ARL Weekly News – February 25, 2023

Recent Activities

DCNet Site Upgrades Include Updated Towers and Instrumentation.

Randy White, Tom Wood, and Dominick Christensen (ATDD) traveled to Washington DC where they were met by Paul Kelley, Xinrong Ren, Phil Stratton, and Winston Luke (ASMD) to upgrade the DCNet measurement site atop the Herbert C. Hoover Building (HCHB), home to the Commerce Department Headquarters.

The site consists of two 10-m towers on the north and south end of the building’s roof for measurements of meteorological and turbulence parameters, as well as a HALO Photonics wind lidar system deployed by ESRL’s Chemical Sciences Laboratory (CSL) with a 2-km vertical range for wind profile measurements.

The 20-year old aluminum towers were replaced with new, non-tapered triangular towers; all of the meteorological instrumentation (3-D sonic anemometers, T, RH, solar radiation, and propeller-driven wind vanes) were replaced with new equipment; TB4 tipping-bucket rain gauges were added to each tower; and the obsolete 3G communications modems were upgraded to 4G technology. Security restrictions at the building restrict access to the rooftop installation, limiting site maintenance operations. Upgrades to the site will be completed in March 2023.

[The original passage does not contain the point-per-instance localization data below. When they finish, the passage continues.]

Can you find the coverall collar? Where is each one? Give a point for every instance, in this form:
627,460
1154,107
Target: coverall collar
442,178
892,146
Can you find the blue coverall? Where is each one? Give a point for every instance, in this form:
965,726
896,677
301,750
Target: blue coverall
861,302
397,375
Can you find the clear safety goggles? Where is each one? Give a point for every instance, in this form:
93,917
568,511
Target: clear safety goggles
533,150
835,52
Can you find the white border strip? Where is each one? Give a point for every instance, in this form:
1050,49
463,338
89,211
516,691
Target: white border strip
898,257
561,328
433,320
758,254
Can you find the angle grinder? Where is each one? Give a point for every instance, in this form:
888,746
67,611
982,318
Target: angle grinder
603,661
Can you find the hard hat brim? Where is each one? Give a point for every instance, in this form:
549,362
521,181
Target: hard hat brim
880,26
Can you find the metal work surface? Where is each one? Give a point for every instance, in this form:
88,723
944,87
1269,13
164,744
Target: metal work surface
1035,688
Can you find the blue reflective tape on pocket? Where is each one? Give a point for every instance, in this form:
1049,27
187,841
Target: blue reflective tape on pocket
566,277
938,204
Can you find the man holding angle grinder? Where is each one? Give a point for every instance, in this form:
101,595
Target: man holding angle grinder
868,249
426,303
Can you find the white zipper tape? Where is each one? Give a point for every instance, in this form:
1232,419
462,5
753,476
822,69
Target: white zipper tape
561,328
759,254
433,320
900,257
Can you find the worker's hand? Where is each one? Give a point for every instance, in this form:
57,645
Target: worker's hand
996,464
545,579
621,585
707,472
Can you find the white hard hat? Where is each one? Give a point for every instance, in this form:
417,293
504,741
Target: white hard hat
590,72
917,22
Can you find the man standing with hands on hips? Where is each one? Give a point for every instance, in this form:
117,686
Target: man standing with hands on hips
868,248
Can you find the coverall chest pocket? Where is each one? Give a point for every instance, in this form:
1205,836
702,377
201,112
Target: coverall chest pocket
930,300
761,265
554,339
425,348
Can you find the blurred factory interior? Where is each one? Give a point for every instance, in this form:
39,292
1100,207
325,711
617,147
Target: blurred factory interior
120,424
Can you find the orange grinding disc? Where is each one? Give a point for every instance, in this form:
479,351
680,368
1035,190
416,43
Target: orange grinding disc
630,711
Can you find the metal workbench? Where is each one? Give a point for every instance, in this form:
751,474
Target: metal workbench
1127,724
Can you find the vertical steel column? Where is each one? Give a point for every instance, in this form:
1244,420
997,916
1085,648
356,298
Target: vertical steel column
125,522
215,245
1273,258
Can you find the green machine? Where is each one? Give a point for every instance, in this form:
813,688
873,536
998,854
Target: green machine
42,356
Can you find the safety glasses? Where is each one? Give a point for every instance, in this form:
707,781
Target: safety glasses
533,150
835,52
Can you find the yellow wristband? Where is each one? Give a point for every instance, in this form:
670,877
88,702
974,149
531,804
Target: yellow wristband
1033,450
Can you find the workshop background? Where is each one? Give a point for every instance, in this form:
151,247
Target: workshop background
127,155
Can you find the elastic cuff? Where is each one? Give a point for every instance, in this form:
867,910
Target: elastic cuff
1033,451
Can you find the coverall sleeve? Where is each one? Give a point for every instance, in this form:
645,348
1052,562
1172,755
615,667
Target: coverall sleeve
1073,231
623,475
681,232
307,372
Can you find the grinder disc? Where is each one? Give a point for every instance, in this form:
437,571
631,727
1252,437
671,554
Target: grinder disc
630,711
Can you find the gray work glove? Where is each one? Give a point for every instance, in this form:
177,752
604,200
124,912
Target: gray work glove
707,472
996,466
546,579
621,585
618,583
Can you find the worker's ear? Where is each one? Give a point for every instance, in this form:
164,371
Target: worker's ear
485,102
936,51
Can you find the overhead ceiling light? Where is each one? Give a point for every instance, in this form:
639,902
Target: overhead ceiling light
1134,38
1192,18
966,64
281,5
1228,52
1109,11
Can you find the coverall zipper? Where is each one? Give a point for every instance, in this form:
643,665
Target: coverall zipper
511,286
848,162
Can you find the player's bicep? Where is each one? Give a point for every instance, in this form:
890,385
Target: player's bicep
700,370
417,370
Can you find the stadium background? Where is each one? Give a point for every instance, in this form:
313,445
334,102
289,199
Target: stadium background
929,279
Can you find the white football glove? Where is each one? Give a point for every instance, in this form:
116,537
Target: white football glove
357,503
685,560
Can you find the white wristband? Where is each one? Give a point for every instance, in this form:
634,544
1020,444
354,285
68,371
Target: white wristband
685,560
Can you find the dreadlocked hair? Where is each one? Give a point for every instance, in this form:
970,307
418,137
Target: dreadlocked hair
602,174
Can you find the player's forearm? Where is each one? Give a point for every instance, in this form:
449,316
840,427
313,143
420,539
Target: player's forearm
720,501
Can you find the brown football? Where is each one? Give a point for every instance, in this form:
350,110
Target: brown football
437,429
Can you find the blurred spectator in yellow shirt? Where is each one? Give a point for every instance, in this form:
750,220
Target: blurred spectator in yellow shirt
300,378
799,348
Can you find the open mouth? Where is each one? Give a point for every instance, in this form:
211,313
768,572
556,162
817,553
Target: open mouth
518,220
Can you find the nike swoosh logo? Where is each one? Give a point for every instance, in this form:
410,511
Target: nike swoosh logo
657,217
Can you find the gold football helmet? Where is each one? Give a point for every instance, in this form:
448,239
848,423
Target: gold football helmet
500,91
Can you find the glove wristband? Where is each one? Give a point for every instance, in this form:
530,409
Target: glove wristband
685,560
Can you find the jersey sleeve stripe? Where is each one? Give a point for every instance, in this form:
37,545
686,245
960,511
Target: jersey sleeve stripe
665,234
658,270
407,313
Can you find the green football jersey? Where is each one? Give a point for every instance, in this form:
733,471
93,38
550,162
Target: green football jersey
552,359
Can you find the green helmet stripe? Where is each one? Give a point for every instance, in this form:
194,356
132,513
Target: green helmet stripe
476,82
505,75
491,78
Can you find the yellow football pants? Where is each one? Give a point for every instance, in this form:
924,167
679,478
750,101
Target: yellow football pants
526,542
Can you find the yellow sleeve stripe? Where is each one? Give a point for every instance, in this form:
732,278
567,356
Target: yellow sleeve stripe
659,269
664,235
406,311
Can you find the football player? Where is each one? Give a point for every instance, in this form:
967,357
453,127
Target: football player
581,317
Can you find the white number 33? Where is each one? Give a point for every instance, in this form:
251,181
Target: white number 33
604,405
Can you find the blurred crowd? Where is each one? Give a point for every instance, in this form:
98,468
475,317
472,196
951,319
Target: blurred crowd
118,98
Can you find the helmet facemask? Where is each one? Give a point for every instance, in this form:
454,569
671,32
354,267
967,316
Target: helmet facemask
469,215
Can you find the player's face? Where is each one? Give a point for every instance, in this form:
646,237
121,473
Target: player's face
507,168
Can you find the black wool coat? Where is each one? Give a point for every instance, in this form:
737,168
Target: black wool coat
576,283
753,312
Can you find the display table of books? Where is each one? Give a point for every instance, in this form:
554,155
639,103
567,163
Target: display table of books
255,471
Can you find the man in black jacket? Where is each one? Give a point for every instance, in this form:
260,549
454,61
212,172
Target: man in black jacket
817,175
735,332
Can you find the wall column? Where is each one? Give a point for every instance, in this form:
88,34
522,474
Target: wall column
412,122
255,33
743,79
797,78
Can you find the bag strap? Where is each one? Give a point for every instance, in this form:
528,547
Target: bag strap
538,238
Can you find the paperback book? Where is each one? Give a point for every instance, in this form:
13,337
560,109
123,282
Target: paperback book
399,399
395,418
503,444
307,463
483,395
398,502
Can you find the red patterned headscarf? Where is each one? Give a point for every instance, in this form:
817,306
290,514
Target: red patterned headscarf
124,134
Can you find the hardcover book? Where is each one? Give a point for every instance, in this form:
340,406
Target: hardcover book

ARL team members assemble the tower atop the Department of Commerce HCHB rooftop
Tower installation and new meteorological instrumentation and upgraded communications technology to ensure consistent and reliable data access.

USA Today Fact Check

Howard Diamond provided feedback to a USA Today reporter for this media item: Fact check: Carbon dioxide has an effect on the climate, contrary to post. Dr. Diamond wrote that “We have clear empirical evidence of CO2’s ability to restrict outgoing long-wave radiation – e.g., heat – from escaping from the surface of the planet back to space.”